1

I have a huge directory that keeps getting updated all the time. I am trying to list only the latest 100 files in the directory using python. I tried using os.listdir(), but when the size of directory approaches 1,00,000 files, it seems as though listdir() crashes( or i have not waited long enough). I only need the first 100 files (or filenames) for further processing, so i dont want listdir() to be filled with all the 100000 files. Is there a good way of doing this in Python?

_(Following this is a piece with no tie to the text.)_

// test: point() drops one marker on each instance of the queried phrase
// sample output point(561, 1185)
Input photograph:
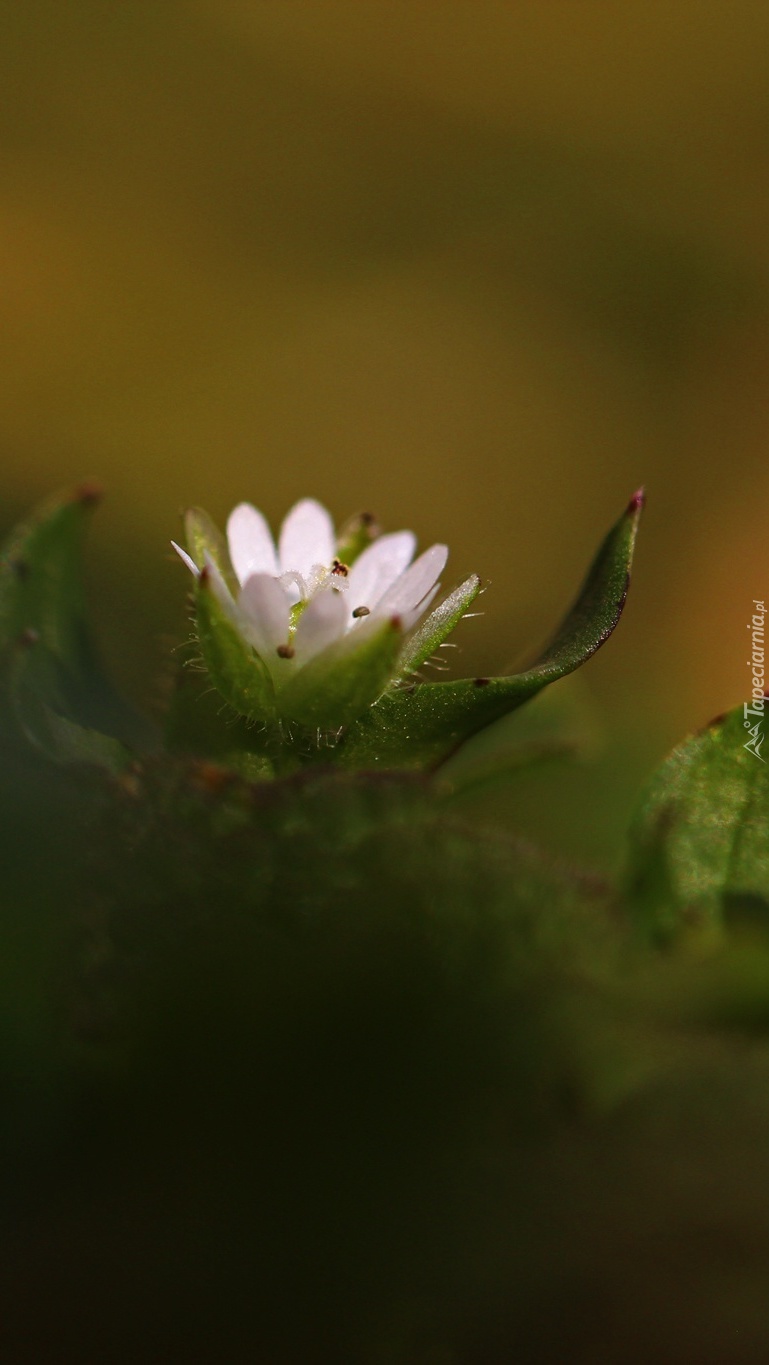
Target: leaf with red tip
point(422, 725)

PS: I am very new to programming

Craig S. Anderson
  • 6,966
  • 4
  • 33
  • 46
Prashant
  • 11
  • 1
  • 2
  • 1
    how are you deciding what are the *latest* hundred? – Padraic Cunningham Jul 15 '15 at 09:30
  • 1
    from what i can find: http://stackoverflow.com/questions/168409/how-do-you-get-a-directory-listing-sorted-by-creation-date-in-python all the listem methods use `os.listdir` in some way, so it will take longer and longer as your dir grows in size/number of files, perhaps a better approach would be a directory watch to look for new files/file updates and act on individual files, but this would have to be a permanently running process. see https://pypi.python.org/pypi/watchdog for tips on how to do this – James Kent Jul 15 '15 at 09:54
  • You said OS, but not which one. Or is this supposed to be cross platform? – Dalen Jul 15 '15 at 10:05
  • I am using Windows. To decide on the latest files, I found this http://stackoverflow.com/questions/11259273/find-files-folders-that-are-modified-after-a-specific-date-in-python, if I am willing to wait long enough for the os.listdir() to be populated I can use os.stat().st_mtime on each file, but I dont want to wait for os.listdir() to be filled – Prashant Jul 15 '15 at 10:55
  • How about using subprocess to run a dir command to find n most recent files? – Padraic Cunningham Jul 15 '15 at 11:43
  • @PadraicCunningham Thanks for the suggestion. I tried it and it works. But turns out that this method too is as slow as os.listdir() because i cannot start processing the files as soon as they are loaded. I stumbled across this : https://www.olark.com/developers-corner/you-can-list-a-directory-with-8-million-files-but-not-with-ls – Prashant Jul 15 '15 at 14:15
  • @Prashant, did you get it working for you? – Padraic Cunningham Jul 15 '15 at 14:42
  • @PadraicCunningham I kind of did.. but from the looks of it, it looks very much like the answer given by shravan, only instead of os.listdir('path'), I am using subprocess.check_output(). I couldnt figure out how to make it stop after getting the first 100 results. i dont know much about the subprocess module, so the efficiency of the code I have written is similar to os.listdir('path')[:100]. As suggested by Dalen, I could try to start processing the files as they come, to speed up the process, but I could not understand the code – Prashant Jul 15 '15 at 16:28

2 Answers2

2

Here is your answer on how to traverse a large directory file by file!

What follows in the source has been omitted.